40. Si une personne a un motif raisonnable de croire qu’un enfant a commis une infraction à une loi ou à un règlement en vigueur au Québec, le directeur est saisi du cas avant qu’une poursuite ne soit engagée.
Le premier alinéa ne s’applique pas à une infraction au Code de la sécurité routière (chapitre C‐24.1), à l’exception de celles qui sont prévues par l’article 162 de ce code, ni à un règlement adopté en vertu de ce code, ni à un règlement municipal relatif au stationnement ou à la circulation.
1977, c. 20, a. 40; 1981, c. 2, a. 10; 1981, c. 7, a. 536.
40. Si une personne a un motif raisonnable de croire qu’un enfant a commis une infraction à une loi ou à un règlement en vigueur au Québec, le directeur est saisi du cas avant qu’une poursuite ne soit engagée.

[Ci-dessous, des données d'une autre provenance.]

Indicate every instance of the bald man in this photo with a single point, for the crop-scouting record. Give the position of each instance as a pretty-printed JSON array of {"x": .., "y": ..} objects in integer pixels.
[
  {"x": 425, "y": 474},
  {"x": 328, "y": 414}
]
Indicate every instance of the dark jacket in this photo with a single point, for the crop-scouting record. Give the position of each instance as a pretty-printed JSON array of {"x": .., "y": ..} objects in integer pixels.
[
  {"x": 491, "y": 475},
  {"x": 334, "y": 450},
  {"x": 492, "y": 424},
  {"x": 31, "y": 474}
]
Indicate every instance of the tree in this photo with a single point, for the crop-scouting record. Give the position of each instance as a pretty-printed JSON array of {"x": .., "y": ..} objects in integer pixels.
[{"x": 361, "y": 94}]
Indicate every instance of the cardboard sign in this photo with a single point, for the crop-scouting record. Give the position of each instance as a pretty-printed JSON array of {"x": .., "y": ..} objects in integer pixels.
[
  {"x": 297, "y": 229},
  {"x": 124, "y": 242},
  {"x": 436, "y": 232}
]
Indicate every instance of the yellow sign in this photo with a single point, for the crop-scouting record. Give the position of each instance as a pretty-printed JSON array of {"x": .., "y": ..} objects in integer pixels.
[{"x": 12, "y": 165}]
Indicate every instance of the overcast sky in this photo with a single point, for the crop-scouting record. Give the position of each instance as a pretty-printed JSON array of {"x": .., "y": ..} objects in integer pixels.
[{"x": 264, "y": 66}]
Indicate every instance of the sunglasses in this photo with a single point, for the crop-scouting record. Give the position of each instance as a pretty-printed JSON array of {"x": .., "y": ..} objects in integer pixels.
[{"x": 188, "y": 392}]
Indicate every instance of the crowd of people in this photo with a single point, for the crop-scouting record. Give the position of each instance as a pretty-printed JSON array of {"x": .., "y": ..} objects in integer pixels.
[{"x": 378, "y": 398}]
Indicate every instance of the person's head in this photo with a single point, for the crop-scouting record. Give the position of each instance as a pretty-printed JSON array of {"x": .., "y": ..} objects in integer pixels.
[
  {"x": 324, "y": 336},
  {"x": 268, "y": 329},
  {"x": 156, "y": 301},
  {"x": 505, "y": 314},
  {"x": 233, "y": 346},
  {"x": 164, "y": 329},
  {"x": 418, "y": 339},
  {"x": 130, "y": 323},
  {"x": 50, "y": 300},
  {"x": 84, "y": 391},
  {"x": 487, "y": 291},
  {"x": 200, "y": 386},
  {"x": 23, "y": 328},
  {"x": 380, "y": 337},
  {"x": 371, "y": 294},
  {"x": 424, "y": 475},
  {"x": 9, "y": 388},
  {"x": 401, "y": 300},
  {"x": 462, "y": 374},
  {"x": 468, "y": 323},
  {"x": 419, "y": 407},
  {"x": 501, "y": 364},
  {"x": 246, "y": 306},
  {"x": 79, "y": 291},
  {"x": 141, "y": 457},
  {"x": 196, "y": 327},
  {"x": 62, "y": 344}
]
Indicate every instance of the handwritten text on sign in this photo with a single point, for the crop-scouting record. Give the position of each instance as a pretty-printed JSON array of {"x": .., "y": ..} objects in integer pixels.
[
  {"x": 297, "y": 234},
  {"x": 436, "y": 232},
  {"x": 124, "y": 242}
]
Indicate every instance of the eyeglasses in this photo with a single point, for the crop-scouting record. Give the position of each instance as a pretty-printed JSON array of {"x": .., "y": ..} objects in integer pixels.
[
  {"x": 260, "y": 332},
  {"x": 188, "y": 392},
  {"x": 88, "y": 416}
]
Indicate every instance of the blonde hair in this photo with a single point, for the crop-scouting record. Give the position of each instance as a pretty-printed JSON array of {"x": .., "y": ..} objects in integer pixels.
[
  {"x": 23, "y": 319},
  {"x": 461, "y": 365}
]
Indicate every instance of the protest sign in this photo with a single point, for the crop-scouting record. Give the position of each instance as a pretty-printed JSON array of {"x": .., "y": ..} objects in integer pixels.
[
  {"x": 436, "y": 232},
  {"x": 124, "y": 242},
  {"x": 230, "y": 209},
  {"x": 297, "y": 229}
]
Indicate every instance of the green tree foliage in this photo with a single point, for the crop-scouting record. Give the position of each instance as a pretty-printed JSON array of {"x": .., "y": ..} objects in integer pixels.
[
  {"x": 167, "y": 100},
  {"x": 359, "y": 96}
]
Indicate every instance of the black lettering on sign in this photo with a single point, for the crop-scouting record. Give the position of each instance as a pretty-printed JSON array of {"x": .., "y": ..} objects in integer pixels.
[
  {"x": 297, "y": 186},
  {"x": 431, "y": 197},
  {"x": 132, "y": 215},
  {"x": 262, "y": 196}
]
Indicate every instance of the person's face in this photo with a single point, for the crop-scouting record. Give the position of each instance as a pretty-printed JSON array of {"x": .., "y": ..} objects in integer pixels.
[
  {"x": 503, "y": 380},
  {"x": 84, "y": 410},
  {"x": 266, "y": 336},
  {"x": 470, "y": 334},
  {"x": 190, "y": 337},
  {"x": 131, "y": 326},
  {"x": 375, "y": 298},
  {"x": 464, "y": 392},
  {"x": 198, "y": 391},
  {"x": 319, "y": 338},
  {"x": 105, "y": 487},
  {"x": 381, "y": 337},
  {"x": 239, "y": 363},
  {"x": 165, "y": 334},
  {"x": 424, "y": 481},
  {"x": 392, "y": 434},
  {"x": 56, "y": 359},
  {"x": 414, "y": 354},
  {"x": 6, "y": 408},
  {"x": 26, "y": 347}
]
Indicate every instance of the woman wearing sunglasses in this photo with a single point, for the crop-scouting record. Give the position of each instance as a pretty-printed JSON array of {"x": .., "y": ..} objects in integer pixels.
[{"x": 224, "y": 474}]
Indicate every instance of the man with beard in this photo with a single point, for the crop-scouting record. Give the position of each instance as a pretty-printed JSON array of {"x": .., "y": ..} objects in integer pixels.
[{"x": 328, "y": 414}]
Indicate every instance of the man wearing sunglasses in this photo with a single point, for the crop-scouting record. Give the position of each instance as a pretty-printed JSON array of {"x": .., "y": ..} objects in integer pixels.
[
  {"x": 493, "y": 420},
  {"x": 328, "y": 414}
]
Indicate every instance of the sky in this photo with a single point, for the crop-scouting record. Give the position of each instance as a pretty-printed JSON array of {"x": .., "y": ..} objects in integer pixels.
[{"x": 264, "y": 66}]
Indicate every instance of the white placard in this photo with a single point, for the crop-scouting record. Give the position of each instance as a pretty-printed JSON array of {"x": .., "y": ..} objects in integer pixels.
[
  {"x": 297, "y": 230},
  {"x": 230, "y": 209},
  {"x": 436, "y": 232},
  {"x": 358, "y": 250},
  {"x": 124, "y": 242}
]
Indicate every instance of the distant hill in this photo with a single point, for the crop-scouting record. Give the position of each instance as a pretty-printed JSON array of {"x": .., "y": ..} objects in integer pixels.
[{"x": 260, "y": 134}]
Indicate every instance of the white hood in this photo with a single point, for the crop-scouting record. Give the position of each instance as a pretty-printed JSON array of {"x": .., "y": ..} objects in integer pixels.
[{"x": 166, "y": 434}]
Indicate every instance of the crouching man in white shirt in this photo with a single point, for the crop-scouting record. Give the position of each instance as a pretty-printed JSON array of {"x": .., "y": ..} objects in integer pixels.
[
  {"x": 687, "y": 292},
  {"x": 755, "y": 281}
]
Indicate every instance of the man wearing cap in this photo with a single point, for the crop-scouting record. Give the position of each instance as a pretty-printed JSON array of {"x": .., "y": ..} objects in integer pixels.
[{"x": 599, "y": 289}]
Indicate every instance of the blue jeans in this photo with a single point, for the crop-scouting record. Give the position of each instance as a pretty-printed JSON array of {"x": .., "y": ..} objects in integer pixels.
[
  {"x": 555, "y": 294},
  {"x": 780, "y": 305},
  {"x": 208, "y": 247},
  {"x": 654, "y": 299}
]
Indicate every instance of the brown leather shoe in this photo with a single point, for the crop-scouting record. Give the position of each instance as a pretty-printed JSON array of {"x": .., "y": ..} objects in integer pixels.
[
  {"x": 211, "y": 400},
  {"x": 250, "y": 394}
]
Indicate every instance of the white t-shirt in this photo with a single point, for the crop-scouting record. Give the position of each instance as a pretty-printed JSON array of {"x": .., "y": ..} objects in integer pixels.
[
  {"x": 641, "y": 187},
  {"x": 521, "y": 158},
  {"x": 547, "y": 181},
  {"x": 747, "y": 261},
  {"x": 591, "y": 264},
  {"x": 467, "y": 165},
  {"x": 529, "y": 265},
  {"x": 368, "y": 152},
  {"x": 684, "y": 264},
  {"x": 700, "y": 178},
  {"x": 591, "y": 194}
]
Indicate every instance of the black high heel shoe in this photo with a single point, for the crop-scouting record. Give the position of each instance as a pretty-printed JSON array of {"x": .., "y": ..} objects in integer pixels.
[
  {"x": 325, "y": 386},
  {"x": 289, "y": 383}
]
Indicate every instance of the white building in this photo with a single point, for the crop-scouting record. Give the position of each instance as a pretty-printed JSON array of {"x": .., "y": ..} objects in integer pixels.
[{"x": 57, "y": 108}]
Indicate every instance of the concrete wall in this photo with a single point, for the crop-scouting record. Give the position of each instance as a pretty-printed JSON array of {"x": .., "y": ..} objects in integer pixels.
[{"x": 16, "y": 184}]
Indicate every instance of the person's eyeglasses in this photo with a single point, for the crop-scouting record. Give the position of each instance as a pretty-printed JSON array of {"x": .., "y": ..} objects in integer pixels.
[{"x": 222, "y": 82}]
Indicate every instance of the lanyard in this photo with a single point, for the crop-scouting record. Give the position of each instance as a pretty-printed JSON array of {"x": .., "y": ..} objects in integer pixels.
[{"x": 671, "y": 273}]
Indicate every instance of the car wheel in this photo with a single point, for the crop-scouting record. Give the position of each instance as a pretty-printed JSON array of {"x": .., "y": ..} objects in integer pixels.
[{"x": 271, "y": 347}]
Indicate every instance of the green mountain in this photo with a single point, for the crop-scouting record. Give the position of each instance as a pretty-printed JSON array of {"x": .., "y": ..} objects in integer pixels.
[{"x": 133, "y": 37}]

Le premier alinéa ne s’applique pas à une infraction au Code de la route (chapitre C‐24), à l’exception de celles qui sont prévues par les articles 83 et 84 de ce code, ni à un règlement adopté en vertu de ce code, ni à un règlement municipal relatif au stationnement ou à la circulation.
1977, c. 20, a. 40; 1981, c. 2, a. 10.
40. Si une personne a un motif raisonnable de croire qu’un enfant a commis une infraction à une loi ou à un règlement en vigueur au Québec, le directeur est saisi du cas avant qu’une poursuite ne soit engagée.
1977, c. 20, a. 40.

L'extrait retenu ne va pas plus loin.